富山県富山市在住のガラス造形作家・小島有香子さん。独創的な作風で国内外から注目を集める彼女だが、それらは「富山だからこそ生まれた」と語る。富山の風土を愛し、ものづくりをする彼女だが、石川県で生まれ5歳までは愛知県で過ごしその後千葉県へ。県外育ちの彼女が富山で活動するに至るまでには、様々な出合いがあったという。
“ものづくりって楽しい”が、作家としての出発点
自身の作品を前に「作品を見たお客さんから『どうやってできているんですか?』と聞かれることも多いんです」と笑う小島さん。確かに不思議な作品だ。その美しさに見惚れた後には、触れて、光にかざしてみたくなる。表面はつるつるしているのか? それとも凹凸があるのか? あっちの方向から見てみたらどう見えるのだろう?
見れば見るほど、その魅力に引き込まれるガラスのアート。これは積層ガラスで作られた作品たちだ。積層ガラスというのは、窓ガラスなどに使われている建築用の板ガラスを重ねて、その断面を見せる手法のことで、素材の重ね方やカット方法を工夫することで模様を出したり、ガラスならではの質感を表現することができる。マンションやホテルを装飾するオブジェなどで使われている技術だ。

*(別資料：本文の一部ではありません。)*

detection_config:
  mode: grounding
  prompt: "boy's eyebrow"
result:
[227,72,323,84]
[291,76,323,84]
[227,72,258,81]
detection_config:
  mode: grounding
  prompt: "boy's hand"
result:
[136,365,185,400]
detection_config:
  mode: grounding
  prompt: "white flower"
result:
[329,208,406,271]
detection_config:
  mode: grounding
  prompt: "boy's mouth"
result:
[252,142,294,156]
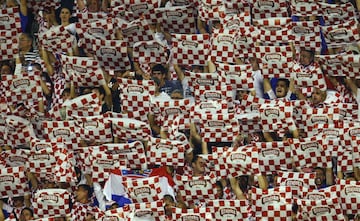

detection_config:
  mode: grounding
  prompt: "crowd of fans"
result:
[0,0,360,221]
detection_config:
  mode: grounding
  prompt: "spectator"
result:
[19,207,34,221]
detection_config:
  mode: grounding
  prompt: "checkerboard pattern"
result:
[61,55,106,87]
[184,71,226,92]
[0,149,28,168]
[0,166,29,199]
[155,5,196,34]
[74,115,113,143]
[147,137,185,167]
[253,45,293,78]
[4,115,35,148]
[258,26,291,46]
[253,17,292,27]
[71,202,104,221]
[255,141,293,174]
[292,63,327,90]
[276,171,316,197]
[337,147,355,175]
[62,92,100,109]
[300,185,339,200]
[122,0,160,24]
[102,206,128,220]
[88,151,127,182]
[109,118,151,140]
[0,29,19,60]
[216,63,254,90]
[103,111,148,123]
[288,21,321,53]
[206,200,248,221]
[259,101,295,132]
[239,94,266,114]
[235,26,260,58]
[122,19,154,48]
[133,40,168,64]
[341,121,360,147]
[174,173,217,205]
[0,7,21,33]
[341,54,360,78]
[316,54,350,77]
[39,25,76,54]
[220,11,251,29]
[109,3,137,21]
[222,144,260,178]
[54,148,77,183]
[321,20,360,47]
[190,100,229,123]
[312,122,345,157]
[295,198,345,220]
[1,72,43,106]
[171,207,214,221]
[199,114,240,142]
[353,142,360,167]
[251,0,289,19]
[123,176,161,203]
[121,94,151,114]
[171,34,210,65]
[337,180,360,214]
[209,29,237,63]
[100,141,147,169]
[251,186,292,221]
[291,136,332,168]
[290,1,322,16]
[236,113,262,135]
[198,0,223,22]
[43,121,79,150]
[194,84,233,102]
[92,39,131,71]
[154,98,193,130]
[320,2,356,25]
[75,16,116,40]
[124,200,166,220]
[66,104,101,120]
[117,78,155,96]
[32,189,71,218]
[301,106,343,134]
[76,11,108,25]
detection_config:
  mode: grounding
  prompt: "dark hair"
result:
[21,207,34,217]
[78,184,93,198]
[151,64,167,74]
[191,154,201,164]
[278,78,290,87]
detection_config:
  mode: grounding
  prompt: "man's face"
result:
[300,51,313,66]
[311,88,324,105]
[75,187,88,201]
[88,0,100,12]
[275,81,289,98]
[19,35,32,51]
[192,157,205,174]
[0,65,11,75]
[315,169,325,185]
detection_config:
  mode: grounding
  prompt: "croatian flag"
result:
[104,170,175,207]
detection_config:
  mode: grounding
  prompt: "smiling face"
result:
[60,8,71,24]
[275,80,289,98]
[311,88,326,105]
[87,0,100,12]
[299,51,314,66]
[191,157,205,176]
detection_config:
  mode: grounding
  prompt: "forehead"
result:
[300,51,311,57]
[61,8,70,13]
[277,81,286,86]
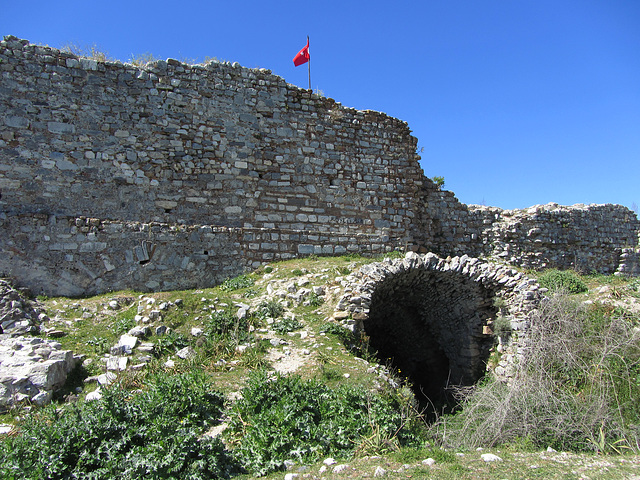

この手法を用いて製作を行っているのが小島有香子さん。石川県に生まれ、美術系の大学出身の母の元で育った。母は作家にはならなかったものの趣味でものづくりを続けており、昔から何かを作ることが身近にある環境だったという。また、通った高校が珍しく、選択科目では「美術」「音楽」「書道」のほかに「工芸」という授業が選べたそうで、一般的な高校生に比べたら、ろくろなどに親しむ機会もあった。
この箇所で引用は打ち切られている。